Hi Phillip & Buga,
On Tue, 6 Mar 2018, Phillip Wood wrote:
> On 02/03/18 23:33, Igor Djordjevic wrote:
> > [...]
> > Otherwise, I would be interested to learn how context/semantics
> > guessing could provide a better default action (without introducing
> > more complexity for might not be much benefit, if any).
> I don't think its possible to guess the semantics of the original merge
> as users can use custom merge strategies and amend the result. It would
> be possible to detect and unamended '-s ours' merge but special casing
> that may end up causing users more confusion rather than helping them.
FWIW I agree.
My original plan was to always merge recursively and suggest to use `exec`
commands if anything else is needed.
But now with that excellent new idea to perform successive three-way
merges of the original merge commit with the new tips, using the old tips
as merge base, I am considering to change that.
There is a big problem here, though: consistency.

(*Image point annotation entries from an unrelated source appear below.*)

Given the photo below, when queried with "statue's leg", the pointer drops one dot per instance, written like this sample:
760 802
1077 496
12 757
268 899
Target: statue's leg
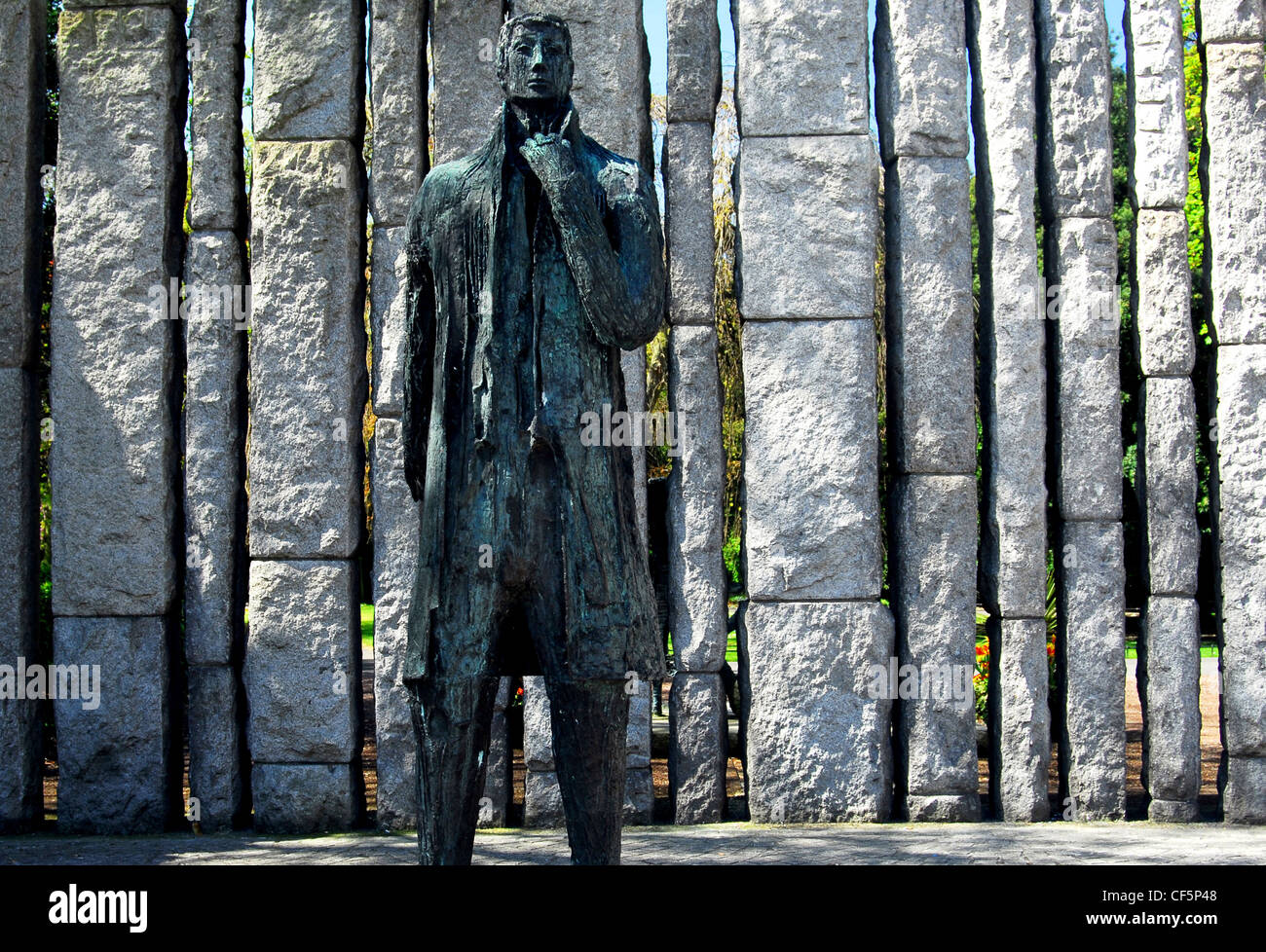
451 718
590 719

See below for more
musings about that.
> > And I guess being consistent is pretty important, too - if you add new
> > content during merge rebase, it should always show up in the merge,
> > period.
> Yes, that should make it easy for the user to know what to expect from
Indeed. We have seen time and time again that consistent behavior is the
only thing that lets us adhere to the Law of Least Surprise.

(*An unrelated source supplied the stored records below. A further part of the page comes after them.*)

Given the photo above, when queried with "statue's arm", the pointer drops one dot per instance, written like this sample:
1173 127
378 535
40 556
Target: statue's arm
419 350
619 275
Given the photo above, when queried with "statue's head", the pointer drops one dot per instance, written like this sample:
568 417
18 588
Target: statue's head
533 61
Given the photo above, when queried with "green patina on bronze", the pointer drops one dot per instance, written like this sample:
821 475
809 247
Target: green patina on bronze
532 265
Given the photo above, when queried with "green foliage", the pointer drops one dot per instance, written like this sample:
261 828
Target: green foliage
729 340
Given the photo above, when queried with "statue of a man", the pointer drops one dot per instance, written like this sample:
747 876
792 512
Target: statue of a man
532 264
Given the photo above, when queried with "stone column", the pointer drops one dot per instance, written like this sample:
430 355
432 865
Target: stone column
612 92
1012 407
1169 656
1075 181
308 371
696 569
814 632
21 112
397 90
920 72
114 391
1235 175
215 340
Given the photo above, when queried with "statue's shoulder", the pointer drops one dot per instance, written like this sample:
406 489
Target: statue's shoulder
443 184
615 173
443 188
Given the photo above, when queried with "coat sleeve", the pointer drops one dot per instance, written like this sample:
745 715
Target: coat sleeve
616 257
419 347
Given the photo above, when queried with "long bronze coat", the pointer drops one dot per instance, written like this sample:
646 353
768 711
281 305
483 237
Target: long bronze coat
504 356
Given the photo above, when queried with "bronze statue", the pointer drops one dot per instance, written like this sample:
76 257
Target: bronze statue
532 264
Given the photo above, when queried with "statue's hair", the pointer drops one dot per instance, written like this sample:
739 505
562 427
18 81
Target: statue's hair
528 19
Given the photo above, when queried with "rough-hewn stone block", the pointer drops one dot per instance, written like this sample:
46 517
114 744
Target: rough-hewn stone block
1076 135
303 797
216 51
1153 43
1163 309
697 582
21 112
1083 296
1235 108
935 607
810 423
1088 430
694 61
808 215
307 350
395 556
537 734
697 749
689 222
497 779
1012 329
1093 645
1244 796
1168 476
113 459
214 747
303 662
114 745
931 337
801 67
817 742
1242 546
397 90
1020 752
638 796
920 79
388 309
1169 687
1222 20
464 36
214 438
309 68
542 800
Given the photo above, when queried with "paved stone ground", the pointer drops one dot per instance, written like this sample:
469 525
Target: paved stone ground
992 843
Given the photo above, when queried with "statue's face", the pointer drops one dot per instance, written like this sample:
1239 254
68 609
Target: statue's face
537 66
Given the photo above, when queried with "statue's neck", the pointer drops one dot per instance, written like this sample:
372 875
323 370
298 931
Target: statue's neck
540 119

And here lies the rub: do we really want to let `merge -C <commit>` behave
completely differently than `merge`? Granted, in one case we provide a
template merge commit, in the other case, we do not. And the idea is
already to behave differently, although that difference only extends to
the commit message so far.
But given the benefit (i.e. that the strategy to transform the original
merge commit into the new merge commit), I am willing to run that risk,
especially since I foresee only few users wanting to create new merge
commits from scratch using the `merge` todo command.
Of course, even then we need to be careful: the user might have
*changed* or *moved* the original `merge` command. For example, if the
merge command read:
merge -C deadbee cafecafe bedbedbed
and the user switched the order of the merged branches into
merge -C deadbee bedbedbed cafecafe
we would have to detect the changed order of the arguments so that we
could still find the original branch tips.
But the user might also have changed the branch(es) to merge completely,
in which case we might not even be able to find original branch tips.
My preferred solution would be to let the `merge` command figure out
whether the passed arguments correspond to the rewritten versions of the
original merge parents. And only in that case would we use the fancy
strategy, in all other cases we would fall back to performing a regular
recursive (or octopus) merge.
How does that sound?
It will be slightly inconsistent. But in a defendable way, I think.